In the case of sodium sulfate, positive trends can be observed for both scenarios in the mountainous areas of the country and especially for RCP4.5 (Figure 5a). RCP8.5 yields negative trends in most of the country and especially in the coastal regions in Southern Greece that reaches six events per year (Figure 5b).

4. Discussion and Conclusions

The examination of the mean annual frequency of salt crystallization cycles using two different reanalysis models showcased the importance of high spatial resolution results. Since both events are sensitive to relative humidity changes, RH may vary significantly in a few kilometers due to the complex orography of Greece. ERA5, even as a newer reanalysis model, is still very coarse to be safely used for the study of salt crystallization cycles. WRF_ERAI offers a more detailed study of the events, pointing to the need for downscaling the ERA5 dataset to the finest possible resolution.

Compared to the previous study [1], the new methodology reduces the number of events counted in the historic period, as it demands a longer time for the crystallization of salts. This method offers greater confidence in the counting of the events since the salt transitions in environmental conditions need this time to occur.

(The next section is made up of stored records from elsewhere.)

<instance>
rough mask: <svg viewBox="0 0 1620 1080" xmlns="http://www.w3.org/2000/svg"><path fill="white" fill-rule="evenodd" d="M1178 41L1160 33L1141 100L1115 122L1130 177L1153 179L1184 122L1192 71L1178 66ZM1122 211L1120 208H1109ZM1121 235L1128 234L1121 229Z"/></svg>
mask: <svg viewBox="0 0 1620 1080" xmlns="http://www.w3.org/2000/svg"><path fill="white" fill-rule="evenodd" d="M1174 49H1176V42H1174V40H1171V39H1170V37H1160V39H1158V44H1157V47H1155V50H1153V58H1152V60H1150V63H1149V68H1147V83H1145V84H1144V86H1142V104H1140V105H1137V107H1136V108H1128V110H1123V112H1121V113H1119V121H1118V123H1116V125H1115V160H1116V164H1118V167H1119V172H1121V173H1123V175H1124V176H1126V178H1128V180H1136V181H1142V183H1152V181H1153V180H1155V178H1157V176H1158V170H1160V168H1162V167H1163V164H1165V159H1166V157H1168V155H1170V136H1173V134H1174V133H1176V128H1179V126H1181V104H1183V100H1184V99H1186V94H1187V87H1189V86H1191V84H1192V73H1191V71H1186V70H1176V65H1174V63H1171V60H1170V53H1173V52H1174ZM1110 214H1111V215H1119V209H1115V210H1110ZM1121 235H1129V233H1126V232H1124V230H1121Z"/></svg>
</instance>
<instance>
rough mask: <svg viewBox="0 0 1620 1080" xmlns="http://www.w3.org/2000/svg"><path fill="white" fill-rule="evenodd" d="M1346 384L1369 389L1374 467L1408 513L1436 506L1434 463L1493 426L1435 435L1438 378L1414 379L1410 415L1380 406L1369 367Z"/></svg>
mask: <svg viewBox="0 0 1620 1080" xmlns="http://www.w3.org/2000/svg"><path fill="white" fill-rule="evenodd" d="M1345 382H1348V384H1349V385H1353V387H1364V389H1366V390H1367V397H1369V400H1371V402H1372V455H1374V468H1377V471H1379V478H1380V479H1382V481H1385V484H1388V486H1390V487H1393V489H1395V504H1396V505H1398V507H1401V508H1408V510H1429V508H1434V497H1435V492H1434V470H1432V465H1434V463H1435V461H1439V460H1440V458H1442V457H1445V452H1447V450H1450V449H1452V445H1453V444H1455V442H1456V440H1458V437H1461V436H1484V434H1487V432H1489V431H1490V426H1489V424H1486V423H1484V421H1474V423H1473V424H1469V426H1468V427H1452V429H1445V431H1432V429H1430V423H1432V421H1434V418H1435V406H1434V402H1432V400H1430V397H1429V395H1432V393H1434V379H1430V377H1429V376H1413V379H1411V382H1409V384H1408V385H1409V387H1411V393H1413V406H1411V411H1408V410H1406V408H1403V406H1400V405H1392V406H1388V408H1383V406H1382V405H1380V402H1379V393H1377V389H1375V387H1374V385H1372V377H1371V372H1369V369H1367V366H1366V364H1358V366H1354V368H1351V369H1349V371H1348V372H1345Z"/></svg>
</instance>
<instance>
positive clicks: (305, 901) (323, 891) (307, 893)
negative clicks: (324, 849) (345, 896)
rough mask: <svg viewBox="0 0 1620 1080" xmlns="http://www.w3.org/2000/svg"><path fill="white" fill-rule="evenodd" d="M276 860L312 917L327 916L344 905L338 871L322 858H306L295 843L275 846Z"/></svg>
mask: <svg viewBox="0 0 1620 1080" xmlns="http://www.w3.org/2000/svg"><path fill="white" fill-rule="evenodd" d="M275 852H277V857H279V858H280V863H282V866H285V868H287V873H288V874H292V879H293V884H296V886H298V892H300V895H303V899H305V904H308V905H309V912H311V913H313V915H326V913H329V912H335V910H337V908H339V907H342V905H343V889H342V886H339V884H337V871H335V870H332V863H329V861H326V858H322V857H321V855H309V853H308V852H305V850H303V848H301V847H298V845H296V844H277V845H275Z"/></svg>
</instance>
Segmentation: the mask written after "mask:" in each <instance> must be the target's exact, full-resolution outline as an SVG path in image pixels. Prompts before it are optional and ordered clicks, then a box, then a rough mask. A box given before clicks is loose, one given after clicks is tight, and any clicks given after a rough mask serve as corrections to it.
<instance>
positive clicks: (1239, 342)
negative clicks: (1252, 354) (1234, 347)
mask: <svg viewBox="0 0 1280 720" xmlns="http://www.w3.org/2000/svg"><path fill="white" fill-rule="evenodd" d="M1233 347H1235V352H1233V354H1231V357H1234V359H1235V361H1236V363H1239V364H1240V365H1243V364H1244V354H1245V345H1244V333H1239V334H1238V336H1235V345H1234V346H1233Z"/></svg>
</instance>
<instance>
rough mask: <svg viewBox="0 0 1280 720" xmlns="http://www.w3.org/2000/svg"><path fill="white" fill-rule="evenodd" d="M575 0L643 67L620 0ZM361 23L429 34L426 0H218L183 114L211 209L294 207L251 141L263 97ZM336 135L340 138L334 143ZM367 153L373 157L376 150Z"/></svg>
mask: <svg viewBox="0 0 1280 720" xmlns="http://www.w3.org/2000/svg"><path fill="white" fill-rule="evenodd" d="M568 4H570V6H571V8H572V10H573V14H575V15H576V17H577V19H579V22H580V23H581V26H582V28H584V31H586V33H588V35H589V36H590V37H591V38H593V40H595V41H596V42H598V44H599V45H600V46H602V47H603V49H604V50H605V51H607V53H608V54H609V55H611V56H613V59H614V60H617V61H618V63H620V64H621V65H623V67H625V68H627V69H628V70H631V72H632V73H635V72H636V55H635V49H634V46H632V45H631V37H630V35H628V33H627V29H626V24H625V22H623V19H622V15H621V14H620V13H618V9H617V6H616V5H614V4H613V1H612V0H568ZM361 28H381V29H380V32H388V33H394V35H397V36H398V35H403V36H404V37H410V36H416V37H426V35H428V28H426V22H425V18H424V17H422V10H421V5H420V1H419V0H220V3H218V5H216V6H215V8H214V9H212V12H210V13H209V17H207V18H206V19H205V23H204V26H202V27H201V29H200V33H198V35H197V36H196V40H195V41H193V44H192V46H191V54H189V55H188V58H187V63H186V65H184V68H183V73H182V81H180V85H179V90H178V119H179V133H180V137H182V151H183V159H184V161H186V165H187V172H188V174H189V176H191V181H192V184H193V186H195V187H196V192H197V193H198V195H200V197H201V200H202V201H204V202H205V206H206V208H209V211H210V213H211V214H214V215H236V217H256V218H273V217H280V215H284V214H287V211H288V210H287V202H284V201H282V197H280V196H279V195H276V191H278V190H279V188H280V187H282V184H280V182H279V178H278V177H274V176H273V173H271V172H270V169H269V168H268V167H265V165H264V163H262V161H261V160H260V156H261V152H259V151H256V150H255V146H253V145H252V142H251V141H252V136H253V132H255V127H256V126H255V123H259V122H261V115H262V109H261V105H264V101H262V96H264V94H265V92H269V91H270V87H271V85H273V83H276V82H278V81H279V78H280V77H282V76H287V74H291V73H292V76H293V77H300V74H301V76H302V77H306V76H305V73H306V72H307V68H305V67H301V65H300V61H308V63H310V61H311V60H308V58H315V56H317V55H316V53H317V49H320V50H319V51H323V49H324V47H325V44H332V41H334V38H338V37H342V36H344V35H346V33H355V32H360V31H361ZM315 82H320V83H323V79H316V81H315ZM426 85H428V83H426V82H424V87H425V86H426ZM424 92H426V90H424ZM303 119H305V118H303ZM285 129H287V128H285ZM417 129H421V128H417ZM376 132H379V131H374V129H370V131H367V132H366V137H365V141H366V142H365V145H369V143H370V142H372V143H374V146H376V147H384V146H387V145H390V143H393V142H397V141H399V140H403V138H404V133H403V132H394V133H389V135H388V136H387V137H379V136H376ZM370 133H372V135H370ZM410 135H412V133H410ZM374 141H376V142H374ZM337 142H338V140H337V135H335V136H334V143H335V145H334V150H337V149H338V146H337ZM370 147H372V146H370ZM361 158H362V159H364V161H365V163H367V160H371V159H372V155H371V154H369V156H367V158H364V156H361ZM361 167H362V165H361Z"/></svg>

The use of the RCMs ensemble is necessary for the study of the impact of climate change on salt crystallization cycles. The methodology applied in this study is limited by the assumption that the mechanism that leads to the crystallization of salt remains stable and unaffected by climate change. Also, the study neglects that a monument may not be affected homogenously by the damage caused by weather conditions. Nevertheless, in this work, a more robust methodology is followed by setting new limits to the characterization of salt crystallization cycles. Thus, the results of the current study can be a useful tool for the identification of the vulnerability of stone-built structures in Greece.